Tim Farrar, a telecommunications industry consultant who has previously voiced skepticism about Starlink’s business model, said that decision is likely to turn on whether the FCC considers the orbital change to be a major or a minor modification in SpaceX’s license.

“Given that Kuiper got put into a second processing round where it had to protect all previously licensed systems, getting the FCC to treat SpaceX’s application as a minor modification (despite the likelihood that it will increase interference to other satellite and terrestrial users) is critical for SpaceX because a major modification would potentially need to also be relegated to a second processing round,” Farrar told GeekWire in a Twitter message.

Project Kuiper HQ
Amazon’s Project Kuiper has its headquarters in Redmond, Wash. (GeekWire Photo / Alan Boyle)

SpaceX’s Starlink project and Amazon’s Project Kuiper both have deep connections in the Seattle area. Starlink’s satellites are manufactured at SpaceX’s facility in Redmond, Wash., while Kuiper’s headquarters are just a few miles away in a different Redmond neighborhood. For what it’s worth, some of the executives who ran Starlink in the early days now hold key positions at Project Kuiper. And as if that weren’t enough, Redmond-based Microsoft is partnering with Starlink on its Azure Space cloud computing platform.

Over the course of the past decade, Musk has won the upper hand over Bezos on a string of space issues, including the patentability of at-sea rocket landings, the disposition of NASA’s historic Launch Complex 39A and funding for future national security launches. But this time around, it’s not just Musk vs. Bezos.
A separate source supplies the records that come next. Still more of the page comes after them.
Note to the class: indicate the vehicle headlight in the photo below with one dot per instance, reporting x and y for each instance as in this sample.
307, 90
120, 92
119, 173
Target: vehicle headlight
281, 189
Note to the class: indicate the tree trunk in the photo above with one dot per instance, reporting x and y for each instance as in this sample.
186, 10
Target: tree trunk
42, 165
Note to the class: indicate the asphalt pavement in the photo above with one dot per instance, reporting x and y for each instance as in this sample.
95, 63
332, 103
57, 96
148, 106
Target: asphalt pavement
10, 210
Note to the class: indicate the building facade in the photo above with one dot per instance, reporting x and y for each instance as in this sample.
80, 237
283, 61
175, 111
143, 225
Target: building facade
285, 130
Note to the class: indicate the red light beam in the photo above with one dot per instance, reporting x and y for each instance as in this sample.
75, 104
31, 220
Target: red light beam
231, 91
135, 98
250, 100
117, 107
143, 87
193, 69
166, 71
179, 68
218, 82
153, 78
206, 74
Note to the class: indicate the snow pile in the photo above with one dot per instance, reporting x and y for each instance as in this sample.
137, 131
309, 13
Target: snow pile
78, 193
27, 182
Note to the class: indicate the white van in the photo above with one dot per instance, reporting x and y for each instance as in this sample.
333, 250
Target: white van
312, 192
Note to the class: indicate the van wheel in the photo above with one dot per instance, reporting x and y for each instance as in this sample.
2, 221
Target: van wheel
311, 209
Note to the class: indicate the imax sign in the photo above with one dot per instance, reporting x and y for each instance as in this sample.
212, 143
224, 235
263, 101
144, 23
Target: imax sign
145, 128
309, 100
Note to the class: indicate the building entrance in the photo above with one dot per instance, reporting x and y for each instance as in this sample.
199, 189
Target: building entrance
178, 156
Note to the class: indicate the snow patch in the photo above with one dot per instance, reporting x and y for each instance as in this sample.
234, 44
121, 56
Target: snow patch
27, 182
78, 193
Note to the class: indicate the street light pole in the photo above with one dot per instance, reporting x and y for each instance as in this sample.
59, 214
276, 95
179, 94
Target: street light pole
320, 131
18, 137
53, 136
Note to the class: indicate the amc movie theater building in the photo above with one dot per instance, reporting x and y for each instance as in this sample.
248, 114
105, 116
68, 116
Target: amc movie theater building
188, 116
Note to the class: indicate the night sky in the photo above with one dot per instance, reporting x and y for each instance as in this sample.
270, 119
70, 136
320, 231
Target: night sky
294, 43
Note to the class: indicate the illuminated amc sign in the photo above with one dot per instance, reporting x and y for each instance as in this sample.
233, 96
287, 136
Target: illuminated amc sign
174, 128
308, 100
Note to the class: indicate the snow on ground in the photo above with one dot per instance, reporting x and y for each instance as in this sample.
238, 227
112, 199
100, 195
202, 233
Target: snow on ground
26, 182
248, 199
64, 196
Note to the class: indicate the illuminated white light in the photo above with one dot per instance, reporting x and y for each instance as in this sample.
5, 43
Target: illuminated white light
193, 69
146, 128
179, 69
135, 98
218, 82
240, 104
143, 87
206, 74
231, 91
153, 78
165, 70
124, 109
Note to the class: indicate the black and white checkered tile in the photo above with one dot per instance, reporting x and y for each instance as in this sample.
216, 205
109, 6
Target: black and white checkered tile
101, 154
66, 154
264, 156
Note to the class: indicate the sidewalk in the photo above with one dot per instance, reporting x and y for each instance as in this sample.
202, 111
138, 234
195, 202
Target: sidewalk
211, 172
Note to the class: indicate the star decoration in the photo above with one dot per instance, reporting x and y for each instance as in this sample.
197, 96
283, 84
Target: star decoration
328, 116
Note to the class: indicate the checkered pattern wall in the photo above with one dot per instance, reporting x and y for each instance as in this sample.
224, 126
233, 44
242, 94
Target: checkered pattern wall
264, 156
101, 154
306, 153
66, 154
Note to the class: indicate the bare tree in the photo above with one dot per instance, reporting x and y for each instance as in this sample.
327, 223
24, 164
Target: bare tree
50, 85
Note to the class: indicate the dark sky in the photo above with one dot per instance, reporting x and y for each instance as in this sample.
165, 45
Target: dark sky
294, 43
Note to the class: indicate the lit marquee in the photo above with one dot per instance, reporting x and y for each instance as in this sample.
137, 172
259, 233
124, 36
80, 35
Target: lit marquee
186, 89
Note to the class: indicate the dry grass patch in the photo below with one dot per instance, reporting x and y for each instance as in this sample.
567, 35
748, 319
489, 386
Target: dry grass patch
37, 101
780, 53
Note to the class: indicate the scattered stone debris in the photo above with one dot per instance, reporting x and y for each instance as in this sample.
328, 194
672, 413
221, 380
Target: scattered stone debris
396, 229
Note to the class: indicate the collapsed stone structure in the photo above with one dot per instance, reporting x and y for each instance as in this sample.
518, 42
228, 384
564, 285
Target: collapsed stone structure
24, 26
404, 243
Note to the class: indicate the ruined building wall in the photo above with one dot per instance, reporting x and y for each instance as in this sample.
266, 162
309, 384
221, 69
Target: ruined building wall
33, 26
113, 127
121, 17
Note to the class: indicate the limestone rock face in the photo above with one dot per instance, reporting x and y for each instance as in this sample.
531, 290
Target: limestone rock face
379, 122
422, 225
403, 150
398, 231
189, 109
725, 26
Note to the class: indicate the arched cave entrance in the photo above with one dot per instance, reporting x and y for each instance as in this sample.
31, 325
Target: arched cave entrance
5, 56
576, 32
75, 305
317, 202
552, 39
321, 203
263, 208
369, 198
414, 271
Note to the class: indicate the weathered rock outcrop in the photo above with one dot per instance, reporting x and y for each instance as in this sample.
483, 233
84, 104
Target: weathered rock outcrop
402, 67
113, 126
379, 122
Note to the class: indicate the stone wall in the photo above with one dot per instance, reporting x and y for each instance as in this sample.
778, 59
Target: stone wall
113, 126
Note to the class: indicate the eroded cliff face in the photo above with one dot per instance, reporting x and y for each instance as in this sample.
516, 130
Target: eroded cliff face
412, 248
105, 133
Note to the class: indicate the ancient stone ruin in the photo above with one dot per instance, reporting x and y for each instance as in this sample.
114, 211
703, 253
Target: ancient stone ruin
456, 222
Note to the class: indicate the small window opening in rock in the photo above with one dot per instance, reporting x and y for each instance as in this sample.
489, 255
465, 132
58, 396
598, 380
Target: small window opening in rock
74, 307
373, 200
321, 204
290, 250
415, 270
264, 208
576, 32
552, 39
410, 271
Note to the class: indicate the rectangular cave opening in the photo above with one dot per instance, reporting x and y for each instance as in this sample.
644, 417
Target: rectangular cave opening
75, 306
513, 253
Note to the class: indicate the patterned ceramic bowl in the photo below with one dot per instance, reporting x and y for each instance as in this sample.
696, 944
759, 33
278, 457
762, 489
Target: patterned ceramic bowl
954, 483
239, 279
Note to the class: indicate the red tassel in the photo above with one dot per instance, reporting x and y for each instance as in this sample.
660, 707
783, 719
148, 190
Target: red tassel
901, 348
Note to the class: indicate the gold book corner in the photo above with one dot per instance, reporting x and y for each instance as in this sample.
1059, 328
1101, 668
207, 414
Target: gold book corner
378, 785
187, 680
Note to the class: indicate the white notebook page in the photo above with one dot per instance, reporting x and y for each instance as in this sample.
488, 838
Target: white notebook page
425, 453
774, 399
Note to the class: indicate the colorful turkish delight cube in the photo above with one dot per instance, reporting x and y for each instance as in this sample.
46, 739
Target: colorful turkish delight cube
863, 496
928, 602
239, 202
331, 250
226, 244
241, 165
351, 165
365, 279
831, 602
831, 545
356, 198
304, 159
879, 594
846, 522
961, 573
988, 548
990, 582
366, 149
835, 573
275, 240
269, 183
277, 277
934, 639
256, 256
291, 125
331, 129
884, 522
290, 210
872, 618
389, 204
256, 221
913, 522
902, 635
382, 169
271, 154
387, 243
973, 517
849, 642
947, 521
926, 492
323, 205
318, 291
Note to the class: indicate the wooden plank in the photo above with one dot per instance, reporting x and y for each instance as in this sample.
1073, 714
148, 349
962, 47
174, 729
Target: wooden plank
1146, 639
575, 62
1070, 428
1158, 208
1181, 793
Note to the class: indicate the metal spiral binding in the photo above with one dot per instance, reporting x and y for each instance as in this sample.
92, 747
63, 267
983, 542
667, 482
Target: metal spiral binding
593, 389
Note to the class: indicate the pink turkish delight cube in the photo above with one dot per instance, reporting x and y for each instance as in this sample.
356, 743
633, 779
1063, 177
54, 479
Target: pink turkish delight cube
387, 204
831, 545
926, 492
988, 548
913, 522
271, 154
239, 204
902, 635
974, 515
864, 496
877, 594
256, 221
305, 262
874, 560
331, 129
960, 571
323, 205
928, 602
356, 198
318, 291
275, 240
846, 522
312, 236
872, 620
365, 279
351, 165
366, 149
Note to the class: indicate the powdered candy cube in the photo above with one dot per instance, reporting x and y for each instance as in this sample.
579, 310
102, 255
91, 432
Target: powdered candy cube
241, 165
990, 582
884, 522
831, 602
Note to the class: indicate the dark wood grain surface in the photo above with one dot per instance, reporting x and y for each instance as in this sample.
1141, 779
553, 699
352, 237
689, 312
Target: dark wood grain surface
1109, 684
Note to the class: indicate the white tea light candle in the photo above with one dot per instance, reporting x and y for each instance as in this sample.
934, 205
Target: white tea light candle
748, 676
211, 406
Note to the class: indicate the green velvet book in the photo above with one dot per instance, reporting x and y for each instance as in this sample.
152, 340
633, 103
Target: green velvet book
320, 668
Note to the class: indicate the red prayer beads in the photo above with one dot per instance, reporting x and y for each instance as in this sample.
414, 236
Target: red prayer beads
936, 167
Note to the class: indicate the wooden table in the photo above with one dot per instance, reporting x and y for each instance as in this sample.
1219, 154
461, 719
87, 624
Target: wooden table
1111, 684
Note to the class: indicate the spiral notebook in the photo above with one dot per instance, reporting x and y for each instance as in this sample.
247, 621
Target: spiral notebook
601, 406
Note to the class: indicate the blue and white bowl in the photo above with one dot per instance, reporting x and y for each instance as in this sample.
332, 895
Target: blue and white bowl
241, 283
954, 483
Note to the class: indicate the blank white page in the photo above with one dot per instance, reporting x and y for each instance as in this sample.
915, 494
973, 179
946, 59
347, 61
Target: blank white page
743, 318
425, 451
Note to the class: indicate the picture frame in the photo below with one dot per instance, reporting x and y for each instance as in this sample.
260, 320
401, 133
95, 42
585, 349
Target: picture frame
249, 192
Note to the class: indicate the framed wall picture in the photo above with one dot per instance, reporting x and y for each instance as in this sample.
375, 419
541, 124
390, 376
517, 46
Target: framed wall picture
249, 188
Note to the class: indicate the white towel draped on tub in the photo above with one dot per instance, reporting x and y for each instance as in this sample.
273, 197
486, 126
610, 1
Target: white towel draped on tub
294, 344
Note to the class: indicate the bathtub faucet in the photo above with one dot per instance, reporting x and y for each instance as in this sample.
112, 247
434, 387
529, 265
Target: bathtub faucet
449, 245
Jim Cashel, the author of a book on the global broadband market titled “The Great Connecting,” said the mega-constellation space race is about more than two battling billionaires

“The SpaceX-Amazon tiff over orbits is likely to be the least of our problems when other companies, countries, militaries start ramping up,” Cashel told GeekWire in a Twitter message. “There is finite, shared real estate in LEO, and no global consensus on systems for governance and allocation.”

Update for 11:55 p.m. PT Jan. 26: Larry Press, a professor at California State University at Dominguez Hills who specializes in internet policy, noted in an email that SpaceX has just launched its first batch of laser-equipped Starlink satellites in the lower orbits.

“If Amazon prevails, it will derail the plan for the remaining polar-orbit satellites with inter-satellite laser links. … My uninformed bias favors Musk in this dispute because he is innovating in this case, but I understand that Bezos may have planned based on what had been approved,” Press wrote.